Very simple. Here is a theory of a field in FOL:
∀ x . x + 0 = x
∀ x . ∃ -x . x + (-x) = 0
∀ x, y . x + y = y + x
∀ x, y, z . (x + y) + z = x + (y + z)
∀ x, y . x – y = x + (-y)
∀ x . 1x = x
∀ x . x ≠ 0 ⇒ ∃ x⁻¹ . xx⁻¹ = 1
∀ x, y . xy = yx
∀ x, y, z . (xy)z = x(yz)
∀ x, y . y ≠ 0 ⇒ x/y = xy⁻¹
∀ x, y, z . x(y + z) = xy + xz
Do you claim that this formalization is unacceptable (i.e. it does not precisely and fully define what a field is)? If so, why? If not, can you write a single theorem in this theory that would be falsified if I added the axiom, ∀ x . x/0 = 0 ?
If your answer to both questions is no, then your only point may be that the extended definition of the symbol / does not deserve the name "division" because it does not conform to our intuitive, informal notion. That's fine but is a long way from claiming that there is no acceptable formalization of fields or that division by zero introduces a mathematical contradiction or breaks equational laws. Note that you cannot say that the original theory defines a field while the extended one doesn't, because the latter's models are a subset of the former's.
This then leaves open the matter of whether such a philosophical, aesthetic consideration trumps pragmatic ones or vice-versa, to which I don't think anyone has a universal answer, and it is not the issue, anyway.

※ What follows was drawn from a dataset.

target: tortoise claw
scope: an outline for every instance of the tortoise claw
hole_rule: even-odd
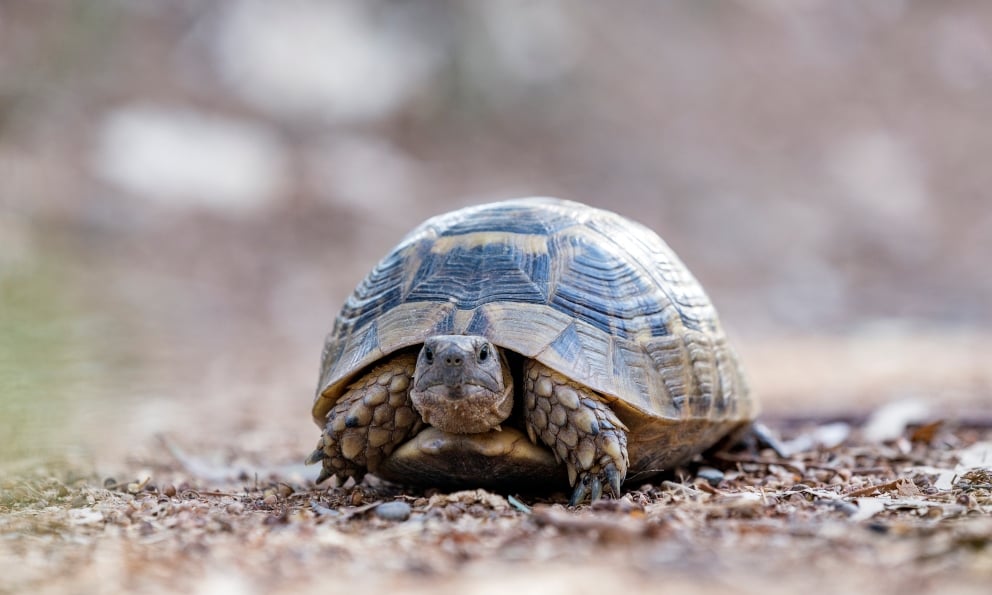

> A field is exactly defined by the field axioms: adding or removing any other axiom makes it no longer a field.
This is clearly not true. Adding axioms (as long as they don't introduce consistency) can only reduce the set of models. Anything that satisfies the larger theory also satisfies the smaller theory. This is exactly why a group is a monoid is a semigroup. This is why fields are rings. In fact, this is why the rationals or the reals are fields: they satisfy the field axioms, and more (for example, they are ordered).
> In the definition of a field ∀ x . x/0 = undefined, not 0 or any other value you might prefer.
What is "undefined"? First let's look at the logic itself: What is true ∨ undefined ? What is true ∧ undefined? Now at the theory: What is undefined + x ? What is 0 * undefined ? What is 0 = undefined ? etc.[0]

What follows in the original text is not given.